Wright sometimes resembles a 19th-century Great Man groupie who uses men to further her causes. First there’s Lafayette, hero of the American Revolution, whom Wright and Trollope accompany on his triumphal return to Washington. Wright quickly becomes disillusioned with this grotesque old ex-revolutionary, now feted like a king by an America obsessed with wealth, convention, and religion. She next sets her sight on Jefferson as the man to help her end slavery, but he’s evasive on the questions of abolition and miscegenation, even as he is helped upstairs by two mulatto men with distinctly Jeffersonian features. Eventually Wright sets off on her own to found the commune of Nashoba deep in Tennessee, where she plans to help slaves buy their freedom, and encourages free love, atheism, and equality between the sexes.

Sounds good, but as Trollope discovers on her arrival at Nashoba (with three of her children in tow), the place is a desolate, disease-ridden heap. Feeling betrayed, Trollope realizes that Wright sees her not as a friend but as “another warm body she had ‘recruited.’ ” And so the Trollopes flee Nashoba for their own American adventure, which Fanny documents in great jaundiced detail. The novel resounds with Trollope’s indignant observations of American manners (or lack thereof): “Every man in America spits, and when one visits the White House, for instance, one sees that the hems of the women’s gowns are all soaked in the brown expectorations as are the little Aubusson carpets.” Yet underneath Trollope’s snobbery lurks genuine curiosity. She absorbs the tales of “peasants” she meets, unlike Wright, who crusades on behalf of the people but rarely listens to them.

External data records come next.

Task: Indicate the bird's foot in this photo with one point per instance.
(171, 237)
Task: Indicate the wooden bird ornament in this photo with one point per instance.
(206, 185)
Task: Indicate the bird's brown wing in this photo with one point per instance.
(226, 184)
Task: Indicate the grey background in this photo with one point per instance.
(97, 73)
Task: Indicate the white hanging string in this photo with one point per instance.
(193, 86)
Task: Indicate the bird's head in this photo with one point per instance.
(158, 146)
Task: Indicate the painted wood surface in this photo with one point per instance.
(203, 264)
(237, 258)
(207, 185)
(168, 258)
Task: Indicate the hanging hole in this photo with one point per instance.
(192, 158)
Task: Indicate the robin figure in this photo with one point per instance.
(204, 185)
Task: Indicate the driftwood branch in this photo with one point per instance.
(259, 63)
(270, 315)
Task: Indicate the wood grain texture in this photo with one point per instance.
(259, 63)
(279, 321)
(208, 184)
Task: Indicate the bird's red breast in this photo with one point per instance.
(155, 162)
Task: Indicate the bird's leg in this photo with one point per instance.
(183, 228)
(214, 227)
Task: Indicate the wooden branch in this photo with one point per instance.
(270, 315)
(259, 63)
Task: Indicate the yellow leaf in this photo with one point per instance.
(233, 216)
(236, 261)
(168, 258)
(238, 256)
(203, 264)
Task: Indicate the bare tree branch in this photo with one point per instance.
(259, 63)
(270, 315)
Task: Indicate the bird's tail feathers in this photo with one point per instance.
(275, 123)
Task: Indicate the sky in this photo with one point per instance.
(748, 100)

Fanny is a departure for White, best known for his elegant autobiographical novels—A Boy’s Own Story, The Beautiful Room Is Empty, and The Farewell Symphony—and for his Francophilic bent (biographies of Genet and Proust, and an extended essay, The Flaneur). White has always cast a watchful eye on mores and manners, whether of gay men, aristocrats, or expats. Only this time he assigns the observer role to Trollope, who lets rip with withering sketches of ordinary Americans as well as famous figures like Stendhal, James Fenimore Cooper, and Lafayette. White probably researched this novel as thoroughly as his proper biographies, but he doesn’t let that bog him down. As he explains, “My usual method has been to take an occasion only briefly presented by Mrs. Trollope and to reimagine it entirely.” His imagination only fails him on a few occasions, as in the episodes that have no basis in reality, like Trollope’s corny romantic interlude with a runaway slave, a contemporary fantasy projected onto the past.

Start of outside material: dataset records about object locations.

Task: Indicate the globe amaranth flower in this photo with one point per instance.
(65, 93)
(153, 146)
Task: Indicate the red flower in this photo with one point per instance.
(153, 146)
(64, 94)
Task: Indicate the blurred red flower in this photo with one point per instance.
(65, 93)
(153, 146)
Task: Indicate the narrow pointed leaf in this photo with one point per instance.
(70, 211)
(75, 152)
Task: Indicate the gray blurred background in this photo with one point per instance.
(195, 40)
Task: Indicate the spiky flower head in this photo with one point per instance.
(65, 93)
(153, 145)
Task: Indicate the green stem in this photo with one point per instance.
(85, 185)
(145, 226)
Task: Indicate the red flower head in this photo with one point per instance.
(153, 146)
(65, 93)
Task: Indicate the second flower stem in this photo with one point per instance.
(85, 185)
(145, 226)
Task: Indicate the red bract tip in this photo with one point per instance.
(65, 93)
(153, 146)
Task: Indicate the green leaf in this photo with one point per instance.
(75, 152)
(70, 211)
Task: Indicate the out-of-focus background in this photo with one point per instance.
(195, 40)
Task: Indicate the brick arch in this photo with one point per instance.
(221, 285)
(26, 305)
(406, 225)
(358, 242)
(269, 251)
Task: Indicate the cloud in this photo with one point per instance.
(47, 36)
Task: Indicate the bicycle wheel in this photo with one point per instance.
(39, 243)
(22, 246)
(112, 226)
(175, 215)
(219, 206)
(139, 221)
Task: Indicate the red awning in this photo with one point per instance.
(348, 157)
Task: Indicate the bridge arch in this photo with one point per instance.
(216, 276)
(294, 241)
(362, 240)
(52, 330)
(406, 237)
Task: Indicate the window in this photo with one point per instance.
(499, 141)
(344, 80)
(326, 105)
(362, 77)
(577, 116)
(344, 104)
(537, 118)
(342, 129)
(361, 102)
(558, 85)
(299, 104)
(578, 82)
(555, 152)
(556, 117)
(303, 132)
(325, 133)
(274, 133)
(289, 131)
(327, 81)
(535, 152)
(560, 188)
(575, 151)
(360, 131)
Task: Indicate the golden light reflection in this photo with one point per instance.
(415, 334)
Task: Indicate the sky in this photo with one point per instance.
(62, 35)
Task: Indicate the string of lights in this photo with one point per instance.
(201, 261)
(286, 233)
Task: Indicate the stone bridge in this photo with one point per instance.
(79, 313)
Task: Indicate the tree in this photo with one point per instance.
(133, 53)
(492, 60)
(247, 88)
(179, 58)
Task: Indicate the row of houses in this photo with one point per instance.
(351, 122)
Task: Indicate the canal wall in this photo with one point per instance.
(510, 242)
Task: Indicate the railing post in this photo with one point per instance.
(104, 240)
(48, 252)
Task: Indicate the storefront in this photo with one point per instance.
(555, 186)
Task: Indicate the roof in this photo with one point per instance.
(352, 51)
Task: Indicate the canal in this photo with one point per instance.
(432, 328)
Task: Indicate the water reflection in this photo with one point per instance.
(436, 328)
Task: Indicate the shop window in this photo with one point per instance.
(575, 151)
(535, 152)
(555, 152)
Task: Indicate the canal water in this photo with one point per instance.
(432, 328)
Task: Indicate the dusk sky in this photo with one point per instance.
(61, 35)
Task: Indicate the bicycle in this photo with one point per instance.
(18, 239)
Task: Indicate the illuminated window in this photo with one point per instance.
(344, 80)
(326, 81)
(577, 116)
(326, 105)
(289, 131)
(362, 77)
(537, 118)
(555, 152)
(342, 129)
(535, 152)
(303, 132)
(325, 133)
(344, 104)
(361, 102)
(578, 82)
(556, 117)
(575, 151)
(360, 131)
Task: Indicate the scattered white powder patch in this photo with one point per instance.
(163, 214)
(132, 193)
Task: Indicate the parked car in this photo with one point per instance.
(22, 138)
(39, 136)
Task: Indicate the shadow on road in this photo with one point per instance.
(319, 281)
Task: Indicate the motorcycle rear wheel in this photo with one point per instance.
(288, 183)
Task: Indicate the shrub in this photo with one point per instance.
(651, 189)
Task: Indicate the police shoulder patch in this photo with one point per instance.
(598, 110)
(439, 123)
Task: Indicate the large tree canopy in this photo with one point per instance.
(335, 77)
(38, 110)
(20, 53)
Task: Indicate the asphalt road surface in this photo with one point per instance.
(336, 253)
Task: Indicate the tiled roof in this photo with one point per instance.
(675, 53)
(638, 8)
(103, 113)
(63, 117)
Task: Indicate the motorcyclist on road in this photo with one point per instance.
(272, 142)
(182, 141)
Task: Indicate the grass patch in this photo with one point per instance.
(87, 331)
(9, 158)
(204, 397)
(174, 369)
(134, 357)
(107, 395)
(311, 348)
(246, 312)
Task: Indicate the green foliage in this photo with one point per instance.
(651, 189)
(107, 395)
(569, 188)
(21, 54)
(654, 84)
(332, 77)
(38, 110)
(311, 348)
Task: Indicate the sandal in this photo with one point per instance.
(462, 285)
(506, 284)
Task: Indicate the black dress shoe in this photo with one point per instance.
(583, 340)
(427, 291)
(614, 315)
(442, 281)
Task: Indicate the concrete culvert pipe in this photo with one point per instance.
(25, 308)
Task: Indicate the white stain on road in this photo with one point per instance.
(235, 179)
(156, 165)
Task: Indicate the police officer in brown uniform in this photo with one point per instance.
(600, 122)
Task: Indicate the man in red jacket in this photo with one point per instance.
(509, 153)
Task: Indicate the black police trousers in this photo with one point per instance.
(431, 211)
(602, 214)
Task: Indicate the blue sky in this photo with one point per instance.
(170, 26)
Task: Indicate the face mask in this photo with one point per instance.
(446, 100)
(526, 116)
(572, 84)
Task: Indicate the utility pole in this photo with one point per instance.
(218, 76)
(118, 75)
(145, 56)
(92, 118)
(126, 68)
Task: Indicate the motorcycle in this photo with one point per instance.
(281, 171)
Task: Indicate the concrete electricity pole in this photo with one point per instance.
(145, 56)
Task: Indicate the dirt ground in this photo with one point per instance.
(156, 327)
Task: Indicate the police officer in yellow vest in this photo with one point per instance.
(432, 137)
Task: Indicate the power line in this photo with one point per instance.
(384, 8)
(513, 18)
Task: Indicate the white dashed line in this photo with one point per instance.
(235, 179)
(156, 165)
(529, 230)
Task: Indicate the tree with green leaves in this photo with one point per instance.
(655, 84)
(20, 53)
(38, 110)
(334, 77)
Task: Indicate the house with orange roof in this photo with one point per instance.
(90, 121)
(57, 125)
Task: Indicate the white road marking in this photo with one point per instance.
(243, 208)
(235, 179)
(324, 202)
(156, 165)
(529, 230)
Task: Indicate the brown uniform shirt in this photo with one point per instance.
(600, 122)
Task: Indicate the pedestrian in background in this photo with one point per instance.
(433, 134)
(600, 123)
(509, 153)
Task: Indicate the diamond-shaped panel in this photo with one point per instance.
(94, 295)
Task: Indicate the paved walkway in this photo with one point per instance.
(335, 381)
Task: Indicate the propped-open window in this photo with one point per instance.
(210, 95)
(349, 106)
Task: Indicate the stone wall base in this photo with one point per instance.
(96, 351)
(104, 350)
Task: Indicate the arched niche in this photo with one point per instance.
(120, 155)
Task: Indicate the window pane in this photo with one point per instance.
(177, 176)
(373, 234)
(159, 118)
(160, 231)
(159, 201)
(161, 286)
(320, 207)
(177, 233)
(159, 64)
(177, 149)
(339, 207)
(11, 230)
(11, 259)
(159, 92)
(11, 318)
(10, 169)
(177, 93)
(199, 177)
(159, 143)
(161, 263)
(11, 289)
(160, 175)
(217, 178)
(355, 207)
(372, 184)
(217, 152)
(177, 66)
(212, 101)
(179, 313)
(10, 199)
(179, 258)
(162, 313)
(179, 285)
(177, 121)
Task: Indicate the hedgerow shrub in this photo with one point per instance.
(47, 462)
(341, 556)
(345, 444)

Although she sets out to write a biography of Wright, Trollope ends up telling us most about herself. Where Wright is a humorless ideologue who neglects her personal life while nursing an as yet unfulfilled dream of America, Trollope just battles her way through the years with staggering chutzpah, snatching pleasure where she finds it. For all her pettiness, she’s an immensely likable narrator who observes society with an Austen-like acuity. And Fanny turns out to be an immensely likable novel about two women who briefly found—and then lost—their places in the annals of history.